An angry satire, Thank You For Bombing, the latest film from Barbara Eder (Inside America) takes dead aim upon the industry of journalism in war zones. No one is sacred in Eder’s eyes as she satirizes the veteran reporter haunted by demons of the past, a pretty young correspondent who will do anything for a story, and a rouge reporter in search of a war. The waiting is the hardest part and they kill the time in a number of ways from Zumba to opioids.

Told in the three symmetrical stories that intersect in the film’s third act, the first finds an Austrian reporter, Ewald (Erwin Steinhauser) on his way to Afghanistan. Capturing a ghost of his past he discovers a man, now flying under a German passport that may or may not have been involved murder of his cameraman in Bosnia. Apparently this is not the first episode for Ewald, who is told to move on and board his flight. Eder mixes tones masterfully in this segment: finding humor in airport architecture while crafting a tense thriller that could stand alone.


The film’s second segment, Fitz and Bergmann, is less successful. It plays as a cruel indictment of Lana (Manon Kahle) who purposely is cast to look like CBS reporter Lara Logan. Lana kills her time in Zumba when she’s not out chasing stories. We learn she’s frequently harassed by men in the square; regaining her composure on camera she tells them to “fuck off” once the report is brought back to the studio.

The Lana story is perhaps the film’s cruelest passage by design, and for reasons that harken back to the Lara Logan story. In this passage, the biggest story of the moment around the US military outpost is the burning of several copies of the Quran, which generates controversy. While proudly and unapologetically taking a piss in the men’s only bathroom Lara discovers cryptically written on a bathroom stall: “Fritz and Bergman are innocent.” Going to great lengths to get the story, Lana alienates herself while breaking the rules. She’s told to stay in her lane after confronting a general who believes he’s sitting down for a puff piece. A criticism that’s perhaps too on-the-nose finds Lana and a line of reporters announcing the arrival of Britney Spears to play a USO show. Beside her are glamour queens turned reporters and most are her Zumba classmates from rival stations.

Where this story goes is a shocker by design but I admire Eder’s ability to commit. She doesn’t shy away from a critique that is fair (especially since American Kirby Dick’s Invisible War shed light on this very topic), however the power exchange is one ugly cost of doing business.


Cal (Raphael von Bargen), the film’s third protagonist, was once a good journalist. A battle vet, he lives hard, partying until the war breaks out – that is until he becomes the story and finds himself on the outs. What follows is an absurdly comic trip back to the airport that evolves from comedy to existential tragedy.

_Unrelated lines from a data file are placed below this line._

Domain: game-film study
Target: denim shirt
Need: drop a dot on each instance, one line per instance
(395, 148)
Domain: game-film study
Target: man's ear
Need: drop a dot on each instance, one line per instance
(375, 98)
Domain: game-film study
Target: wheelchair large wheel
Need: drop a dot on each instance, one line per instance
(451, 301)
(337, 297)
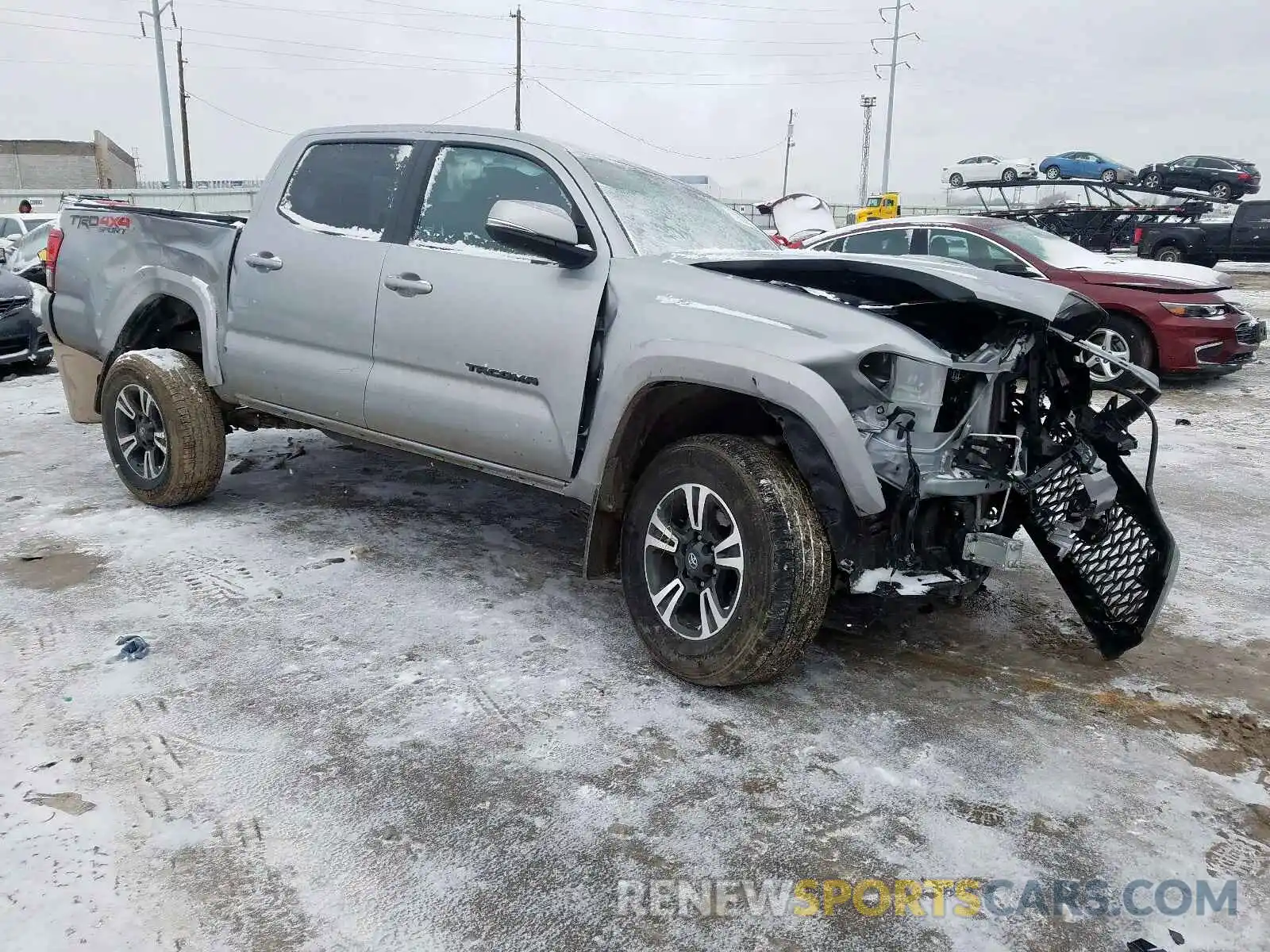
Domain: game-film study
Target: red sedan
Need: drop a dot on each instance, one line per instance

Thank For You For Bombing takes on the news media and the 24-hour news cycle from an international perspective and it’s a frustrating look at the sausage factory. As a mosaic, it is thought provoking and engaging even as it is muddled with a message that’s not always as crystal clear as it is when reporters are forced to arrive on Britney’s arrival to entertain the troops. Three very different stories combine in one rich study of time and place. Written in collaboration with the late, great Michael Glawogger, himself a filmmaker who would go anywhere for a story (which ultimately lead to his death from malaria last year), Thank You For Bombing is uncompromising as it hits targets both easy and abstract.

Thank You For Bombing premiered at TIFF.